3.30–5.00 pm in room 803 on level 8 in the Michie Building Professor Stuart Cunningham: “Plus ca change…Historical parallels and/of the digital convulsion”
Studying contemporary change in screen industries often attracts criticism from those who would suggest that a focus on the ‘always now’ creates historical amnesia. But change is continuous; the analytical question addresses the rate and significance of change. For this, not just inert but strategic historical knowledge is called for – knowledge of key moments, forks in the road, decisions taken and not taken, and an awareness of the importance, and the limitations, of historical parallelism. This session works with Screen Distribution and the New King Kongs of the Online World (Cunningham & Silver 2013), the first monograph to attempt an overview of the rate and significance of change engendered by the new digital platforms on the screen industries, inviting engagement with and critique of its analytical method. Professor Cunningham will run a highly interactive session.

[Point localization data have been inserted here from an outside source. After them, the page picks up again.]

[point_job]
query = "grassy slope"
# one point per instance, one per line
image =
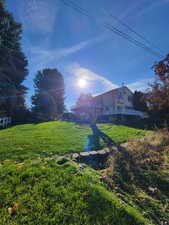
(121, 134)
(49, 193)
(26, 141)
(140, 175)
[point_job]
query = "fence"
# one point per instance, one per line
(5, 121)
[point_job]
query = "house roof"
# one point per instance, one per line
(113, 90)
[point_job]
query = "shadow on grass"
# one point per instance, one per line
(94, 140)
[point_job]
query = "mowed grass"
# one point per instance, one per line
(51, 194)
(32, 140)
(119, 133)
(26, 141)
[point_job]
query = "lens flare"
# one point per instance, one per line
(82, 83)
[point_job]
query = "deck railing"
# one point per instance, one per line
(5, 122)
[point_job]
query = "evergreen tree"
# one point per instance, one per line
(48, 101)
(13, 65)
(139, 102)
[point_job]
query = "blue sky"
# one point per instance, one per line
(56, 36)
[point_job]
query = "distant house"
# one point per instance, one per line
(113, 105)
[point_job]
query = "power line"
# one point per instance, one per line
(71, 4)
(134, 31)
(131, 39)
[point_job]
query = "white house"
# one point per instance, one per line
(113, 105)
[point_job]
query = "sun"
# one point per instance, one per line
(82, 83)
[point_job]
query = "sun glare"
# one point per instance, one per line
(82, 83)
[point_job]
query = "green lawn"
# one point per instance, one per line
(51, 194)
(28, 141)
(120, 134)
(48, 193)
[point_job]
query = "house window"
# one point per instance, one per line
(130, 98)
(119, 108)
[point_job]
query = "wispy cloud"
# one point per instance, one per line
(38, 15)
(140, 85)
(151, 6)
(45, 56)
(80, 72)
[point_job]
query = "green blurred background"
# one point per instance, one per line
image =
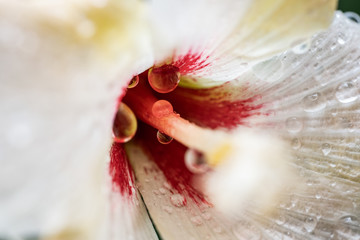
(349, 5)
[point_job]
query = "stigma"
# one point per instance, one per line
(219, 156)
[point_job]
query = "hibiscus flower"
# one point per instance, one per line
(263, 144)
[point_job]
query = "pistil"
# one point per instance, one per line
(159, 114)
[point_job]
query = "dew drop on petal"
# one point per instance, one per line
(325, 148)
(177, 200)
(295, 143)
(167, 209)
(163, 138)
(134, 82)
(346, 92)
(313, 102)
(162, 190)
(280, 220)
(293, 125)
(353, 16)
(164, 79)
(245, 232)
(349, 219)
(206, 215)
(162, 108)
(301, 48)
(125, 124)
(348, 227)
(341, 38)
(195, 161)
(310, 224)
(197, 220)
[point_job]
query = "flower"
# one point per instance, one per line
(69, 64)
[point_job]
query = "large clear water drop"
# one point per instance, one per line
(164, 79)
(125, 124)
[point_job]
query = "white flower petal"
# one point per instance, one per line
(312, 101)
(59, 86)
(175, 215)
(214, 42)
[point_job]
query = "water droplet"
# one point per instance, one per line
(326, 148)
(167, 209)
(162, 190)
(206, 216)
(125, 124)
(246, 232)
(293, 125)
(134, 82)
(313, 102)
(197, 220)
(162, 108)
(341, 38)
(348, 228)
(310, 224)
(164, 79)
(195, 161)
(301, 48)
(350, 219)
(167, 185)
(346, 92)
(280, 220)
(295, 143)
(353, 16)
(178, 200)
(86, 28)
(163, 138)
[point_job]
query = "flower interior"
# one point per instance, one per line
(189, 134)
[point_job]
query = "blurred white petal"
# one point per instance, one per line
(59, 88)
(214, 42)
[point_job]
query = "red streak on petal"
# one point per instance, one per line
(170, 160)
(213, 108)
(191, 63)
(120, 171)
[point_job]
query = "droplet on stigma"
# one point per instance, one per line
(163, 138)
(125, 124)
(134, 82)
(164, 79)
(162, 108)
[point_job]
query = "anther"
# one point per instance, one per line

Participants needing to have read beforehand Screen Distribution and the New King Kongs of the Online World (Cunningham & Silver 2013), which is a short text available as an ebook from Amazon, hardback from Palgrave, or in university libraries:
http://www.palgrave.com/products/title.aspx?pid=666184 http://www.amazon.com/Screen-Distribution-Kongs-Online-World/dp/1137326441
5.00–6.00 pm: Drinks and Canapés at Darwin’s (Biological Sciences Library, Building 94)
The day will conclude with a social event held at an adjacent venue on campus, Darwin’s café and bar, where postgraduate researchers and senior academics can continue research conversations informally.